Hi folks, new to the forum. Looking forward to participating.
I was going to ask "what is the best way of wiring/running my ERV", but after searching some previous threads, I wonder if it is worth having at all.
First, some background.
We just built a new house in Central Massachusetts. Two-story, about 3000 square feet, four bedrooms, full basement, spray-foam insulation. Lots of good windows (Anderson 400-series) and 9 skylights. We have two independent HVAC systems (one for each floor) consisting of a propane-fired furnace/air handler/AC. We also have a central vent fan (FanTech) that vents all three bathrooms. The builder was going to put in a couple of fresh-80's to allow fresh air into the house (and relieve low internal pressure from the bathroom fans), but we didn't like the idea of spending so much money on building a tight house just to drill a few big holes in the wall.

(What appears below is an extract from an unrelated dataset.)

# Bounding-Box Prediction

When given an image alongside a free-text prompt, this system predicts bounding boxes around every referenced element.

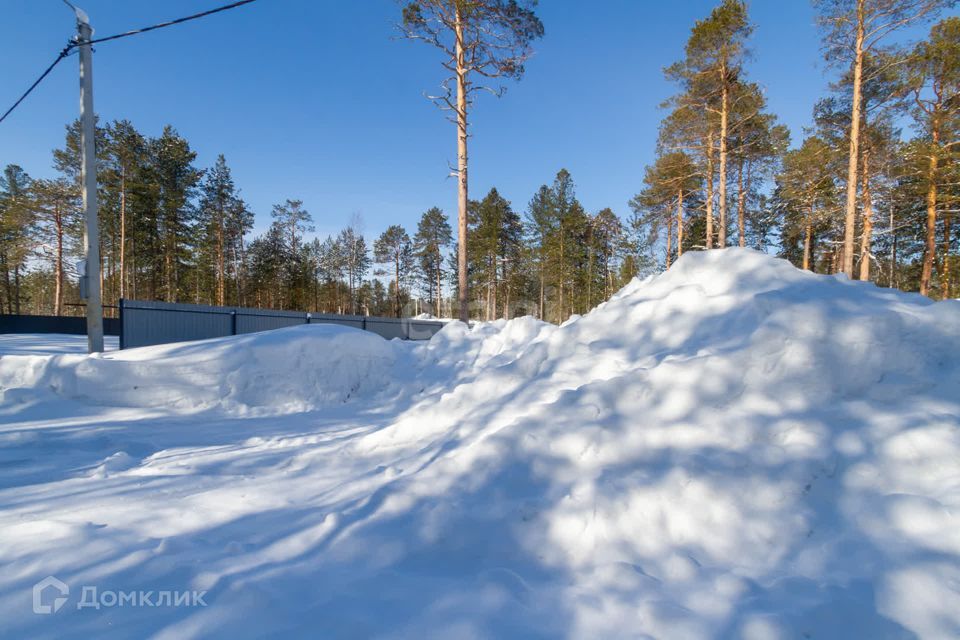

So instead he installed a FanTech SER1504 ERV. Since it was something of an afterthought, it was ducted into the cold-air return of the upstairs air handler, and wired so that the furnace fan would run whenever the ERV ran. The contol was a FanTech control, but it ran primarily off of humidity, when we wanted it to run for x minutes out of each hour.
Let's just say that I wasn't happy with the system. Because the contol was ineffective, we ended up leaving the ERV on all the time, so the furnace fan ran all the time. I suspect we could have used the fresh-80's and used less net energy.
I thought it would be nice to have the ERV kick on anytime the furnace fan did, since the times of year we are concerned about indoor air quality are the times of year that the windows are shut - the times we are running the AC or the heat. But I haven't figured out how to wire that setup. It isn't covered by the FanTech literature, and my HVAC guy wasn't too helpful.
But now I'm wondering - is this system (from a whole-house perspective) actually what we want? I'd love to hear opinions about how you would have designed the system differently, and what we might do now that we own what we do.